This isn’t to make the mistake of romanticising the tougher elements of Aboriginal life. Records suggest that even infanticide (killing newborn babies) was carried out in some cultural or tribal groups to ensure sustainable population levels. Deaths from tribal warfare and feuds were relatively commonplace. Life was no picnic. Aboriginals needed to make hard choices and ruthless decisions simply to survive, as well as develop infinite resourcefulness and adaptability. But no-one can deny that, survival-wise, the Aboriginal way of life was a tremendous success. Aboriginals have managed to maintain a continuous culture through millennia, which is something no other people — anywhere — has achieved.
Indigenous Australians didn’t engage in intensive, settled agriculture. Their lifeways were nomadic rather than sedentary — which is another way of saying they didn’t structure their whole way of life around living in settled villages, nearby fenced-in paddocks and fields.
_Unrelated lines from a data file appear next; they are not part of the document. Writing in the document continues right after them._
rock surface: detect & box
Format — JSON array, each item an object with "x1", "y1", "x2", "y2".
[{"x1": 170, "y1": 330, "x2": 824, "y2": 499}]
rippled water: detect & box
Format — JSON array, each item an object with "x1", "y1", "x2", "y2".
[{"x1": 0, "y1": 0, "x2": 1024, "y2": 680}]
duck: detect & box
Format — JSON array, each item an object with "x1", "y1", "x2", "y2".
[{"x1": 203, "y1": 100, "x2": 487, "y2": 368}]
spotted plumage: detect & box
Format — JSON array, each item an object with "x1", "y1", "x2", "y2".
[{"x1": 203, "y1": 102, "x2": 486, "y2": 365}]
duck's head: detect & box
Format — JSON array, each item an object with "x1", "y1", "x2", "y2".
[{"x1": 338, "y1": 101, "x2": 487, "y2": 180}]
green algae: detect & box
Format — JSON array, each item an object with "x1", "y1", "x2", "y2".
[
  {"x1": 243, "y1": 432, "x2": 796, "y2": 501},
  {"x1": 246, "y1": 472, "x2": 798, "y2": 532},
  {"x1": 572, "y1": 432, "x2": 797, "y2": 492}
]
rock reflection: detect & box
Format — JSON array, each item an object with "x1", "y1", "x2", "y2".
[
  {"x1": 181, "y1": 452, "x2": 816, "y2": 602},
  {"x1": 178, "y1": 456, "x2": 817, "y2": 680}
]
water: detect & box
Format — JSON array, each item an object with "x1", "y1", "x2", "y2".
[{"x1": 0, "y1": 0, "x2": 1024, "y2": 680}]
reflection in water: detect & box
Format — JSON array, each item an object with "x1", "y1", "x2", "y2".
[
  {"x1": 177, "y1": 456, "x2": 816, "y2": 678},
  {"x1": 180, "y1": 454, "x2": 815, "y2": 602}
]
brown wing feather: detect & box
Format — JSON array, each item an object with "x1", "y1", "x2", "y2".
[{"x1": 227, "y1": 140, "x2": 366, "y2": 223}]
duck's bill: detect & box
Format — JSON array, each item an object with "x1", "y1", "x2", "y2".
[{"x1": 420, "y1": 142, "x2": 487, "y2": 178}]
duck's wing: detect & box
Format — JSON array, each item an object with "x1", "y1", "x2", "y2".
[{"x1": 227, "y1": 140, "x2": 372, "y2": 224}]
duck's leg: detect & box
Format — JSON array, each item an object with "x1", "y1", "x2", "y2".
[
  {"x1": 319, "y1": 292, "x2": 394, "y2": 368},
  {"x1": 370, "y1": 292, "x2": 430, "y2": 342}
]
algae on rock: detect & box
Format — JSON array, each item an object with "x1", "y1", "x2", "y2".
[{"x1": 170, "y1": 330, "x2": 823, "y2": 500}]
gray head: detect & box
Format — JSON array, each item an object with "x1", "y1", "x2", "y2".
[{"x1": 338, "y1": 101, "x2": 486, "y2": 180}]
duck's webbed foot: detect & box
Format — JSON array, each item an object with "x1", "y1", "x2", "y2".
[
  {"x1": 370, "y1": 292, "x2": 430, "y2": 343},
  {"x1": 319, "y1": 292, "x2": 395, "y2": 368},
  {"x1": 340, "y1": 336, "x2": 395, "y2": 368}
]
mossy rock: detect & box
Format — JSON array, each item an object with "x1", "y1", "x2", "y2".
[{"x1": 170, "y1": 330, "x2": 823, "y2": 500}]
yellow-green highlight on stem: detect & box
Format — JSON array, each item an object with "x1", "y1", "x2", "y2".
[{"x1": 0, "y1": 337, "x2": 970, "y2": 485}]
Instead, they moved about relatively frequently, even as they harvested native grasses, constructed elaborate dams and, in some places, stone houses.
As they moved about their country they also practised firestick farming, using fire to manage different environments. This helped create and sustain the enormous grasslands across the plains of south-eastern Australia — and so helped shape and curate the landscape we recognise today as Australian.
In two very direct ways, the lifeways of Aboriginal peoples created the conditions that subsequent Australian society would build with:
The British–European settler society that established itself after 1788 did so in a physical environment that had been crafted, curated and maintained by Indigenous Australians over many millennia. Those who came after benefitted from the tens of thousands years of sustained occupation by this original nomadic society — and they especially benefitted from the fertile grasslands just perfect for sheep and cattle (see Chapter 7).
When the British first came to Australia, they found a low-population density compared to sedentary agricultural societies in other nearby places. In Polynesia and Maori New Zealand, for instance, fortified villages and more intensive cultivation occurred, which meant that when Europeans arrived any violent resistance could draw on more numbers. Australian nomadic society flourished as a small-scale proliferation of small bands, which left them vulnerable to the really huge numbers and resources settler societies could call upon when they arrived in the 18th and 19th centuries.
Violent resistance to European invasion in Australia still occurred, of course. Everywhere the frontier extended, violent conflict took place. But in terms of sheer numbers and scale of response, the dice were stacked against the original possessors of the continent.
History without books
Above all, the prehistoric Aboriginals were masters of language. Historians estimate that up to 750 distinct languages existed on the Australian continent when the European settlers arrived (refer to Figure 2-1), which implies that the average person would probably have had to be fluent in quite a few different languages just to get along with his or her neighbours.